Die westliche Triage der 1960er Jahre

Problematisch an diesen Metaphern («Bevölkerungsbombe», «Bakterienkultur», «Krankheit Homo sapiens») ist der westliche Absender, der nur vorgibt, sich selbst mitzumeinen. Die stärksten Geburtenraten sind nach wie vor da, wo die Bildung am schlechtesten und die Lebenserwartung im Durchschnitt am geringsten ist. Gleichzeitig ist in diesen Regionen der Ressourcen- und Kalorienverbrauch pro Kopf am kleinsten.

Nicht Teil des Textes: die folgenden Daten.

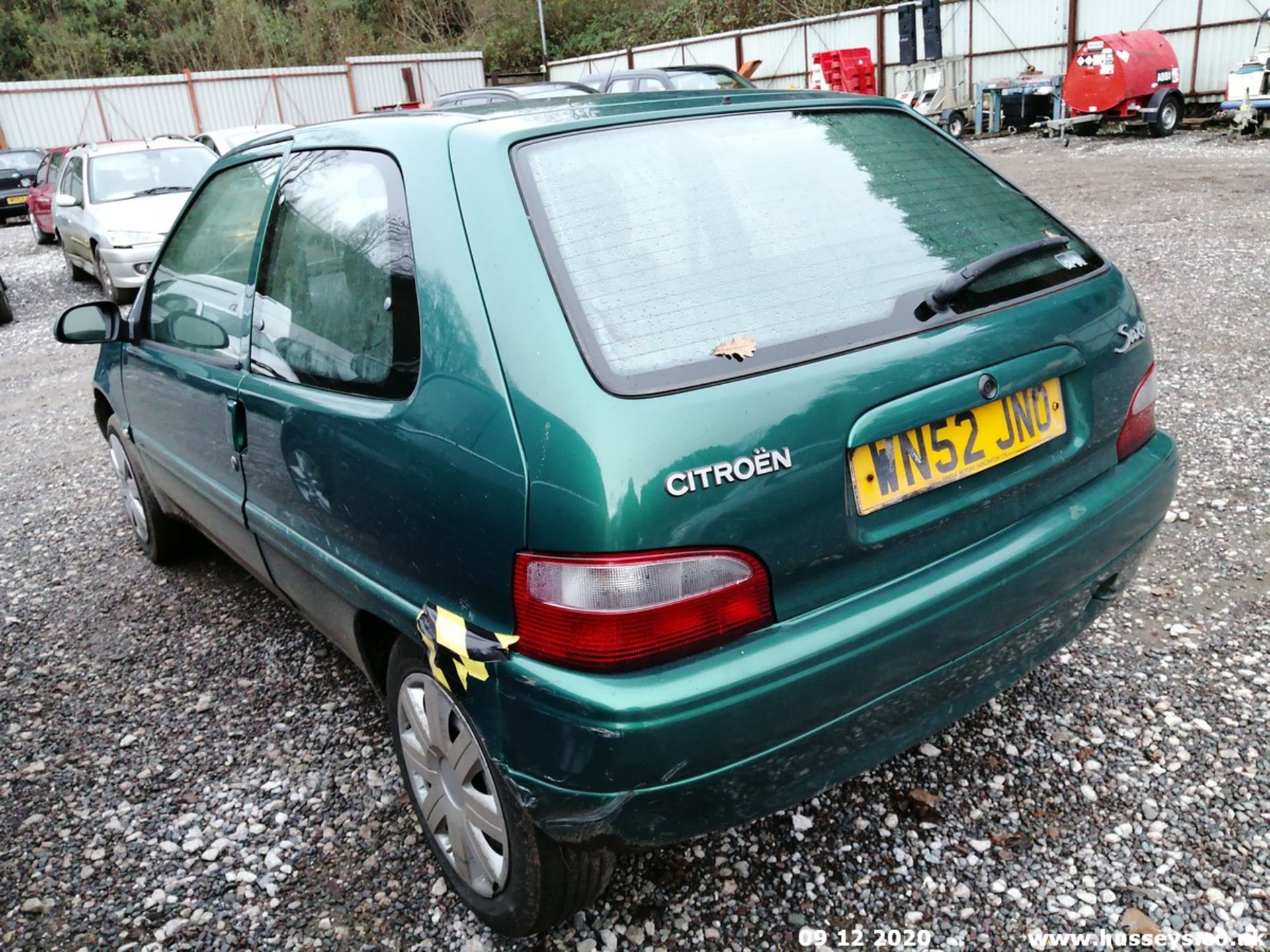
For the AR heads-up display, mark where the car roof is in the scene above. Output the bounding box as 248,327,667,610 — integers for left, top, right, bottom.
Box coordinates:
198,122,294,137
228,89,907,163
411,87,878,126
71,136,207,157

Diese imperiale Verzerrung lässt sich besonders in einer malthusianisch eingefärbten Analyse von 1967 feststellen: Weil die Nahrungsmittelproduktion linear, hingegen das Bevölkerungswachstum exponentiell verlaufe, empfahlen die Autoren William und Paul Paddock, jetzt zu entscheiden, wer von den begrenzten Ressourcen wieviel erhalte. Sie drohten mit Hungersnöten und titelten: «Famine – 1975! America’s Decision. Who Will Survive?» Ihre Triage sah vor, dass es Entwicklungsländer gebe, bei denen sozusagen Hopfen und Malz verloren sei, weshalb man sie fallen lassen müsste, hingegen gäbe es Länder dazwischen, bei denen es sich lohne, in deren Überleben zu investieren. Selbstredend blieb in so einem kolonialistischen Selbstbild als geopolitische Richterin das eigene Recht auf (ressourcenintensives) Überleben unangetastet.

Verdrängungsleistung

Es ist schwer vorstellbar, dass man bei der 26. Klimakonferenz (COP26, Conference of the Parties), nachdem man seit 1972 internationale Umweltkonferenzen abhält, immer noch die alten Witze aufwärmt. Aber diese Tatsache verweist auf eine Kontinuität, die auch inhaltlich gesehen wird: «Sixty Years of Climate Change Warnings», übertitelte der Guardian im Juli 2021 einen Vorabdruck des neuen Buchs von Alice Bell. Bell zeigt minutiös auf, wie das Wissen um den Zusammenhang zwischen CO2-Emissionen und Klimawandel 60 Jahre alt ist. In diesem Sinne ist das Wiedererzählen des Witzes sechs Jahrzehnte später die Bestätigung einer Verdrängungsleistung, der jedoch inzwischen jegliche humorige Komponente abhanden kam.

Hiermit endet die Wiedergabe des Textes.